I start up Database Health Monitor and connect to the SQL Server that is running out of space, to start looking around.
Not immediately jumps out. I see 12 databases on this SQL Server, and I see that the PerformanceTrouble database is using more CPU than any other database on the system. Now to start looking at individual databases. The first database listed is called BadDB. For this demo I am using a SQL Server that I use to test the Database Health Monitor Application, and I tend to use names that are descriptive of what the database is intended to do.
From this database I can see a few red flags. Well, we learn that the Database and Log files all exists on the C: Drive, and that this could cause the database to run out of disk space if the database grows, but this database isn’t very big, its only a few Megabytes, so I am not worried here.
Next I take a look at the Real Time Reports for Backup Sizes:
For this database I can see that it has grow over the last year from around 2 megabytes to around 10 megabytes. All really small. I also notice from the File names that the backups are being saved on the C: drive too.
As I click through the rest of the databases I see very similar results, its not great, but none of them are very big until I get to the database called PerformanceTrouble. Database Health Monitor shows this overview.
Now this page points out a few things. In bright red, there is a notice that shows the amount of log space allocated and being used by this database is around 24GB, for a database that is only 341MB in size. This is an indication that backups are not being run, or that backups are not being run often enough, for instance log backups. On this same page, I can see that the last full backup was run today at 5:00am. I then click through the rest of the databases and nothing jumps out anywhere near this problem.
At this point I have spent about 3 minutes running Database Health Monitor, and I have found one problem that is using up about 33% of our entire hard drive.
How do we fix this issue?
First if I just doubleclick the Large Log File warning at the bottom of the application, my browser will open with one solution. There is a solution presented that looks a lot like this:
First we run this query to get the names of the log files.
-- check the size of the files. SELECT size / 128.0 as sizeMB, name FROM sys.database_files;
From that query we see that the name of the log file is PerformanceTrouble_log, the script below would get updated that your actual database name and log file name. The following script will shrink the log file for this database to around 1mb.
WARNING: Running this script will disconnect all other users from the database. Only run this on a production database if you have no other option.
-- Truncate the log by changing the database recovery model to SIMPLE. ALTER DATABASE PerformanceTrouble SET RECOVERY SIMPLE; GO -- Shrink the truncated log file to 1 MB. DBCC SHRINKFILE (PerformanceTrouble_log, 1); GO -- Reset the database recovery model. ALTER DATABASE PerformanceTrouble SET RECOVERY FULL; GO -- Be sure to do a full backup, then kick off transaction log backups -- check the size of the files. SELECT size / 128.0 as sizeMB, name FROM sys.database_files;
Once the script is run we can see that the log file has been shrunk from the 24GB to be around 1MB.

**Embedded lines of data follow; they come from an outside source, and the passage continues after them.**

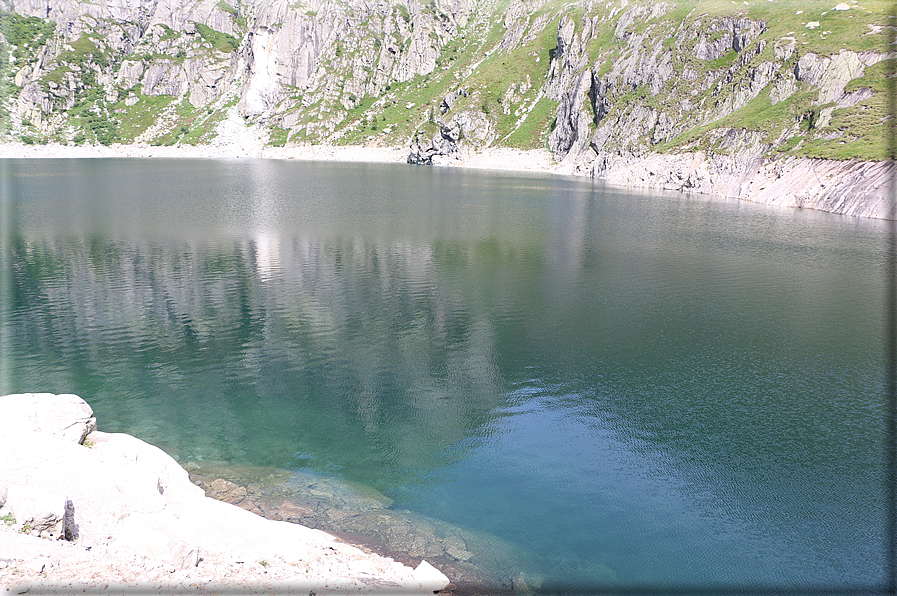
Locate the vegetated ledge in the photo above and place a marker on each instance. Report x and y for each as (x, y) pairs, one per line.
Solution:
(88, 510)
(855, 188)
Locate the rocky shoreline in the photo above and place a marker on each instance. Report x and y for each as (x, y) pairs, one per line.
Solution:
(106, 512)
(853, 188)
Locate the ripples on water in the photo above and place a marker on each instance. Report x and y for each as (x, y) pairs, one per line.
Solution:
(619, 389)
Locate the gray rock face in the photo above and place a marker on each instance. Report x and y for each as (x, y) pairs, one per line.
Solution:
(121, 495)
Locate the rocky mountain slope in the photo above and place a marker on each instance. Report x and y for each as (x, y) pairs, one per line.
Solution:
(735, 96)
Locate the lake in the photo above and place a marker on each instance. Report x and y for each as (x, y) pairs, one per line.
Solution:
(591, 388)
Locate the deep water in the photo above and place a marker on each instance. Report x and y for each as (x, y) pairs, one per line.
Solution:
(623, 389)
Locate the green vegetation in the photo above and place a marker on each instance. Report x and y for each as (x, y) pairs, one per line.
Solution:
(26, 35)
(221, 42)
(504, 84)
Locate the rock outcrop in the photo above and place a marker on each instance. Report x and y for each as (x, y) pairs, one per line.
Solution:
(116, 496)
(600, 84)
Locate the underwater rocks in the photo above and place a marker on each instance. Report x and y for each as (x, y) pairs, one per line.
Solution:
(110, 508)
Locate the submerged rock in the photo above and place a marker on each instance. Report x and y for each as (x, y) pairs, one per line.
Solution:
(124, 497)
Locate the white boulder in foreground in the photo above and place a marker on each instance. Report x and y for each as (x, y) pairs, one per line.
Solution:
(117, 512)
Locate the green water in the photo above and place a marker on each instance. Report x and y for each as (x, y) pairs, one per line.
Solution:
(624, 389)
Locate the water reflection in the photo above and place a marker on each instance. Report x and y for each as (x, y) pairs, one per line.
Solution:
(637, 389)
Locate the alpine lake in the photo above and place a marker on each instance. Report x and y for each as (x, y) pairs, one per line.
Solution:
(539, 384)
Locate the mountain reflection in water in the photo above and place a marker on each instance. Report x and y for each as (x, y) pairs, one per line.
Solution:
(622, 389)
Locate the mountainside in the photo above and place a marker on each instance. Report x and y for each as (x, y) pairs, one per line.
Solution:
(722, 97)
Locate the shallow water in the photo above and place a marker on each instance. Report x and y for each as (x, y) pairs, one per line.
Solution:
(626, 389)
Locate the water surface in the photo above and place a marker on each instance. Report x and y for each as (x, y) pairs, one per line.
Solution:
(628, 389)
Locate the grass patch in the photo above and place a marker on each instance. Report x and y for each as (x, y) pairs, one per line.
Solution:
(221, 42)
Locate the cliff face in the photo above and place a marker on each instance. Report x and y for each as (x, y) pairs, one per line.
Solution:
(722, 91)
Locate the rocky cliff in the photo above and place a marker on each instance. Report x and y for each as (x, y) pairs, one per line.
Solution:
(750, 100)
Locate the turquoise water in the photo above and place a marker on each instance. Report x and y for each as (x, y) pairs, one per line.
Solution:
(631, 390)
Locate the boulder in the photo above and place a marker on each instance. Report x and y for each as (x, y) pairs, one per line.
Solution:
(38, 510)
(65, 416)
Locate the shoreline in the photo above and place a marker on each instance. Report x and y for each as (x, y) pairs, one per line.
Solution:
(852, 188)
(85, 510)
(497, 158)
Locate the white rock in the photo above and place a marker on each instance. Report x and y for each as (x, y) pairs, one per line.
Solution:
(66, 416)
(40, 511)
(150, 537)
(428, 578)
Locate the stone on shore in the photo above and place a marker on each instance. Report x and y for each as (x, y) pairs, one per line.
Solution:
(131, 511)
(65, 416)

When we check the drive space on the server it now looks like this:
Now we are no longer at the the critical point where we think the server is going to run out of space, but there are two things that should be done next.

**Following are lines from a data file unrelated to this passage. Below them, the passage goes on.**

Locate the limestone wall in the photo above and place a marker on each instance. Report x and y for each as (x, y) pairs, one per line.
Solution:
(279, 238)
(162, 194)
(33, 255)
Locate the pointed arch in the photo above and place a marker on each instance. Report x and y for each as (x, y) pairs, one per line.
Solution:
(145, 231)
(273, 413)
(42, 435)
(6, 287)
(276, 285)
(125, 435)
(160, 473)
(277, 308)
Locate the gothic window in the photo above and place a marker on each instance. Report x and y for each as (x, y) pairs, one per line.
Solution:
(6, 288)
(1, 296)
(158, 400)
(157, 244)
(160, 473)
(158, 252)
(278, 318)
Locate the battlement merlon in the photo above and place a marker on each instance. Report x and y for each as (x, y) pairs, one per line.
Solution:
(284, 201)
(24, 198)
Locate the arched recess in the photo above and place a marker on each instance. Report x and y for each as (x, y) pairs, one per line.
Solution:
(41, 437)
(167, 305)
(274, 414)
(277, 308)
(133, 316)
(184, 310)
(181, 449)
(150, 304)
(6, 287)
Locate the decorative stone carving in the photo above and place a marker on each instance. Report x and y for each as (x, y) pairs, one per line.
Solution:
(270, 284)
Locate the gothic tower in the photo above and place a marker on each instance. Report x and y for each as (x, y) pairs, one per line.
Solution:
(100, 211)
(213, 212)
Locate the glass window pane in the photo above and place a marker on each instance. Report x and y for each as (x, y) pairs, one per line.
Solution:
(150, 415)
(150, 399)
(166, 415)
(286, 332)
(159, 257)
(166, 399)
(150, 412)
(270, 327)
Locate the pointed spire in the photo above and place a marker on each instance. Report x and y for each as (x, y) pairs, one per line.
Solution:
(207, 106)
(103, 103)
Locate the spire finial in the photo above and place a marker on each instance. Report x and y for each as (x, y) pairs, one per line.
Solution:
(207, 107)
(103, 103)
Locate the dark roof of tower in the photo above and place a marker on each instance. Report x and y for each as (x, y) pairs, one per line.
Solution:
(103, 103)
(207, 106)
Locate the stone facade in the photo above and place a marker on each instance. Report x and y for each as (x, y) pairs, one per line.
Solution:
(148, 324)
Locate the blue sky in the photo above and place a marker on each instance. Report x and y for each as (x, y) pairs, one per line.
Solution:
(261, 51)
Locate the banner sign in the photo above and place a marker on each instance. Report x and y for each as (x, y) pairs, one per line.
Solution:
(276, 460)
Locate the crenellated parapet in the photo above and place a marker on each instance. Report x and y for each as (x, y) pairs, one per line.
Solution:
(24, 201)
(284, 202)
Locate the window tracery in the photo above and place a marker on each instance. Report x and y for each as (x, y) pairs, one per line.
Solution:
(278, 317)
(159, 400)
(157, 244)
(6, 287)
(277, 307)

1. Run a full backup of this database. If your SQL Server were to crash before the full backup is run you would have no way to recover back to the current point in time.
2. Monitor and confirm if the database log is continuing to grow, or if this was maybe a one time event that caused it to grow this large. If you determine that it is still growing then research and find out what is causing the transaction log to fill up. You can use many of the features of Database Health Monitor to do this research.
The overall troubleshooting process took about 3 minutes, and the time to fix this issue only took around 2 minutes.